You would think that with the towering importance of data in today’s modern organization that data modeling would be viewed as extremely important by management and IT professionals, so it is somewhat ironic that the age of big data has coincided with a long-term slide in data administration and modeling in many organizations. This is not a situation that should continue to be tolerated.
What is Data Modeling?
Data modeling is the process of analyzing the “things” of interest to your organization and how these things relate to each other. The data modeling process results in the discovery and documentation of the data resources of your business. As you create your conceptual and logical data models, you are developing the lexicon of your organization’s business.
A data model is built using components that act as abstractions of real-world things. The simplest data model consists of entities and relationships. As work on the data model progresses, additional detail and complexity are added, including attributes, domains, constraints, keys, cardinality, requirements, relationships—and importantly, definitions of everything in the data model. If we want to understand the data we have—and how to use it—a foundational model is required.
Issues with Big Data
Big data and analytics are an important part of modern IT. Analysts estimate that the amount of data we use and manage doubles annually and performing analytics on that data can uncover heretofore unknown insights that lead to competitive advantage. Furthermore, the big data used to power analytics is being adapted for use by AI and machine learning software that will further improve the return on our computing investment through automating processes and tasks thereby increasing productivity and operational efficiencies.
But issues can arise when flexible schema technologies such as NoSQL and Hadoop are used. Such flexibility is often a requirement when large amounts of data are being discovered, ingested, and moved into an organization. When one row (or record) of data can have a different schema than the next, you cannot apply a fixed model to the data.

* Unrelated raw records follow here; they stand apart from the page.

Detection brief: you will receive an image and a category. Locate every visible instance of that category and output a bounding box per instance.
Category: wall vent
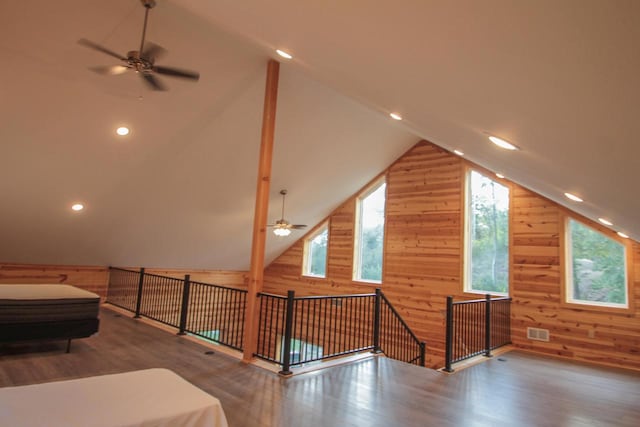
[527,328,549,342]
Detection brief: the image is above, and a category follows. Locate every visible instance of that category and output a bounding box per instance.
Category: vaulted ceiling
[0,0,640,269]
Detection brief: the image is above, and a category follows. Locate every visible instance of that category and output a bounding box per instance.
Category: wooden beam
[242,59,280,362]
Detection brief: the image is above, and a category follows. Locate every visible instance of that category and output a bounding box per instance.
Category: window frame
[302,219,330,279]
[462,166,513,297]
[560,213,634,313]
[351,175,389,285]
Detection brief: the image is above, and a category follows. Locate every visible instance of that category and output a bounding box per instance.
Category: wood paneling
[264,141,640,369]
[0,264,109,300]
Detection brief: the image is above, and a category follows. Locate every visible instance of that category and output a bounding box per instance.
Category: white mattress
[0,369,228,427]
[0,284,100,324]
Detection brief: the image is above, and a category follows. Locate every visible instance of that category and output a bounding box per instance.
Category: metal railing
[107,267,247,350]
[444,294,511,372]
[255,289,425,374]
[376,290,425,366]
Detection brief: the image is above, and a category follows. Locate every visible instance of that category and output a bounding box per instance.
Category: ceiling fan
[267,190,306,237]
[78,0,200,90]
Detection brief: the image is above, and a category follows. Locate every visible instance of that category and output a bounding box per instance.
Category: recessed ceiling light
[116,126,129,136]
[489,135,518,150]
[598,218,613,226]
[276,49,293,59]
[564,193,584,202]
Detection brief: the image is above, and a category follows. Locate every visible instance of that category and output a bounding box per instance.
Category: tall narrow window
[353,181,386,283]
[465,170,509,295]
[565,219,628,308]
[302,222,329,277]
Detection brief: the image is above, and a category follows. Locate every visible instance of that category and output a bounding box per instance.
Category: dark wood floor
[0,309,640,427]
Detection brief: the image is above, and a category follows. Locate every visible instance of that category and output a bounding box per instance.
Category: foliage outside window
[353,181,386,283]
[302,223,329,277]
[566,219,628,308]
[465,170,509,295]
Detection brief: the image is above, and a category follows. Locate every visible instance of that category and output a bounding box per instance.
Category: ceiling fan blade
[152,65,200,80]
[140,41,167,62]
[78,39,127,61]
[140,73,167,90]
[89,65,129,76]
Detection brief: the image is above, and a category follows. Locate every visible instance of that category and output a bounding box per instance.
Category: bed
[0,369,228,427]
[0,284,100,352]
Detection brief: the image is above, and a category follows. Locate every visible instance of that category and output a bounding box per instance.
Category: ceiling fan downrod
[138,0,156,55]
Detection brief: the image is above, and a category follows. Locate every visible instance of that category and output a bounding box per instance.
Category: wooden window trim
[301,219,331,280]
[460,167,514,298]
[351,173,389,287]
[559,213,635,315]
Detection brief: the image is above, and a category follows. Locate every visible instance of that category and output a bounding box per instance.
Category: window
[302,222,329,277]
[565,218,628,308]
[465,170,509,295]
[353,181,386,283]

Nevertheless, the programmer has to know what the data looks like. You cannot just throw a big lump of data at somebody and say, “Here is the data, now write me a program.” Well, you can say that, but then the programmer (or somebody) has to analyze and document the structure of the data.

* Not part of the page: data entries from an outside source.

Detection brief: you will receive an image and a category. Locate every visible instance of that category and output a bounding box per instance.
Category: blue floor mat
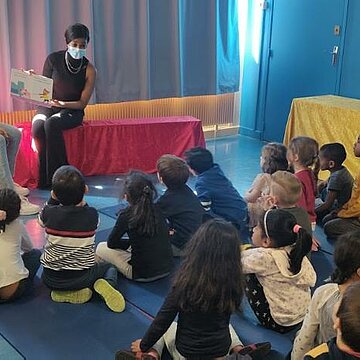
[98,200,128,220]
[314,225,334,255]
[311,251,335,290]
[118,258,180,317]
[0,335,25,360]
[0,281,151,360]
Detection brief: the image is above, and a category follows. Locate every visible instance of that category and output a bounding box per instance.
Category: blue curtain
[93,0,240,102]
[0,0,239,111]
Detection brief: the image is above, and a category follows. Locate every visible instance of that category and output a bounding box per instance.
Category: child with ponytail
[242,209,316,333]
[291,230,360,360]
[96,171,172,282]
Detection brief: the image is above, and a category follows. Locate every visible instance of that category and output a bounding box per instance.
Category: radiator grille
[0,93,239,126]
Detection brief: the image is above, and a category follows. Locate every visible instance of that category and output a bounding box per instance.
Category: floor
[0,136,333,360]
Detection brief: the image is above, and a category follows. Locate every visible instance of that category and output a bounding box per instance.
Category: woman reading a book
[32,24,96,188]
[0,123,40,215]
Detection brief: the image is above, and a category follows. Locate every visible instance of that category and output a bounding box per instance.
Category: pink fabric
[14,116,205,188]
[295,169,316,222]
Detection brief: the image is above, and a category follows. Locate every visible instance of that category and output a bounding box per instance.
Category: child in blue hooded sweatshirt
[184,147,248,240]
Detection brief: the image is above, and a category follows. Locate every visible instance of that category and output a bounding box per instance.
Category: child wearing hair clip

Hmmm, that sounds a lot like a data model, doesn’t it? Well, it should, because it is. Instead of upfront modeling, before any code is written, as is common in the relational world, big data modeling is sometimes performed based on application queries in program code or tools. What we want to avoid is having all of the knowledge of the data embedded in application programs as was common before relational became popular in the 1980s. And we should try to avoid requiring developers to re-model the same data every time it is used. Data modeling creates a system of record for enterprise data that is accessible by all, and not just those who understand the programming language du jour.
Why Data Modeling is Still Needed
If I haven’t convinced you that data modeling is still important, then consider the impact of regulatory compliance, which is the necessary processes and procedures that your organization takes to assure that it adheres to governmental laws and applicable industry regulations.
This includes regulations such as HIPAA, PCI-DSS, and GDPR. These, and many other regulations, specify the types and instances of data that must be protected or controlled in various ways. Without a data model that identifies and defines what data you have (including where it came from and who uses it), how can you ever hope to be in compliance with all of the regulations that apply to your business?
Start Today
If you do not model and define your organization’s data today, you can always start doing so on a project-by-project basis. Incorporate the documentation of data as a component of every new project you start. Educate your development teams on the importance of data modeling and proper documentation. And be sure that a data model is required for every project moving forward. Using this approach, over time, you can build data modeling into the fabric of your organization.